The second edition of Adversaria (1576) was published with an appendix including many engravings larger than those in the 1571 edition. Stirpium observationes, a sort of complement to the Adversaria, was joined to it under the title Plantarum seu stirpium historia (1576). In 1581, Christophe Plantin published Kruydboeck, a Flemish translation of the Stirpium, and, in a separate volume, the illustrations that L’Obel prefaced with a brief table—“Elenchus plantarum fere congenerum”—which presented the plants according to affinities. Linnaeus subsequently used the table in his Species plantarum.

Finding it impossible to work in a country torn by civil war, L’Obel left the Low Countries, where he had been living since 1571, following the assassination of William of Orange in July 1584. He went to England, his wife’s native country, where he remained for the rest of his life.

Despite his conceit and unpolished language, which earned him many enemies (he was involved in an unfortunate dispute with Mattioli), L’Obel was one of the great pre-Linnaean botanists. His name was perpetuated by Plumier, who in 1702 dedicated to him the genus Lobelia—which. Linnaeus later called Scaevola, at the same time giving the name “Lobelia” to a genus of aquatic plant.

BIBLIOGRAPHY

I. Original Works. L’Obel’s first work was Stirpium adversaria nova (London, 1570), written with Pierra Pena; the colophon is dated 1571, and the work may have been printed at Antwerp by Plantin. Plantarum seu stirpium historia, 2 vols. (Antwerp, 1576), comprising the 2nd ed. of Adversaria together with Stirpium observationes, contained 1,486 engravings, most of which are not original. Kruydtboeck (Antwerp, 1581), a Flemish trans, of Stirpium historia, was followed the same year by Icones stirpium, a 2-vol. work printed at Antwerp that included the “Elenchus” and all engravings published to date; a 2nd ed. appeared in 1591. Balsami, opobahami, carpohalsami et xylabaisami (London, 1598) was followed by a new ed. of the Adversaria entitled Dilicidae simplicium medicamento rum explicationes et stirpium adversaria (London, 1605) that included several new treatises. Stirpium illustrations was published posthumously (London, 1655).
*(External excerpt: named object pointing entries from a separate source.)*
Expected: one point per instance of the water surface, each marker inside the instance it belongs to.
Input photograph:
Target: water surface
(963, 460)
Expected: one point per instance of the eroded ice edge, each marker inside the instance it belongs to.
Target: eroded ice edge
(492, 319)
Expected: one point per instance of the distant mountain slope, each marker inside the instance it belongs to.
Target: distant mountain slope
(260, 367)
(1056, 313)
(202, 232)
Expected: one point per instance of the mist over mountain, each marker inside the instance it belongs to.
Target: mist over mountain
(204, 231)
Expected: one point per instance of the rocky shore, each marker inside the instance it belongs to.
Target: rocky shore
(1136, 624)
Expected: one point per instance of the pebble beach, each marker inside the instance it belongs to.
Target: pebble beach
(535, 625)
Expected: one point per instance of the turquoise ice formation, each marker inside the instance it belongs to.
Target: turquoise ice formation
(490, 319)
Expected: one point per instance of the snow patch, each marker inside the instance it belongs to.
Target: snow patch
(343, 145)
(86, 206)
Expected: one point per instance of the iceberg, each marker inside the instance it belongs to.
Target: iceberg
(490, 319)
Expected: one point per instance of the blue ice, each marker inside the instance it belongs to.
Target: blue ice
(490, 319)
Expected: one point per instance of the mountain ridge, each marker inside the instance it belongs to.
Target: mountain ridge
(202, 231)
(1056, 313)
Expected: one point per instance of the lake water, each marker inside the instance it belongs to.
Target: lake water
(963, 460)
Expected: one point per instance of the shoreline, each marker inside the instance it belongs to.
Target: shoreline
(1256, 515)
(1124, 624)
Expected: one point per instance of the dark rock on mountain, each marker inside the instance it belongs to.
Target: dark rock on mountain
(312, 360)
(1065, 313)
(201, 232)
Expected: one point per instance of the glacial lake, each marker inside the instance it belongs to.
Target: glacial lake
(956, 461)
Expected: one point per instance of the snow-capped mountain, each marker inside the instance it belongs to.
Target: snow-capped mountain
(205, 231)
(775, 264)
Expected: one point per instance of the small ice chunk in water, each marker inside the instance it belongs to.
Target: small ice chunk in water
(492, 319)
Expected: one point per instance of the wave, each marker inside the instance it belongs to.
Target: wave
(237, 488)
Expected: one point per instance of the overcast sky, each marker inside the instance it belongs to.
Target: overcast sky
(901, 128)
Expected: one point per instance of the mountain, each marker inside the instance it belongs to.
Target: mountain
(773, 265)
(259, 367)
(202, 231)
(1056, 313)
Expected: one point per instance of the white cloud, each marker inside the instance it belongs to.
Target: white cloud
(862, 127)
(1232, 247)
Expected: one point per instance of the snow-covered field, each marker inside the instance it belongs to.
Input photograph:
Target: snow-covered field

II. Secondary Literature. On L’Obel and his work, see B. C. Dumortier, “Discours sur les services rendus par les belges à la botanique,” in Bulletin. Socièté r. de botanique de Belgique, 1 (1862), 16; L. Legré, La botanique en Provence au XVIe siècle, l, Pierre Pena et Mathias de Lobel (Marseilles, 1899); C. F. A. Morren, “Prologue à la mémoirs de L’Obel,” in Belgique horticole, 2 (1852), v–xviii; C. J. É. Morren, Mathias de L’Obel. Sa vie et ses oeuvres (Liége, 1875); and J. É. Planchon, Rondelet et ses disciples (Montpellier, 1866).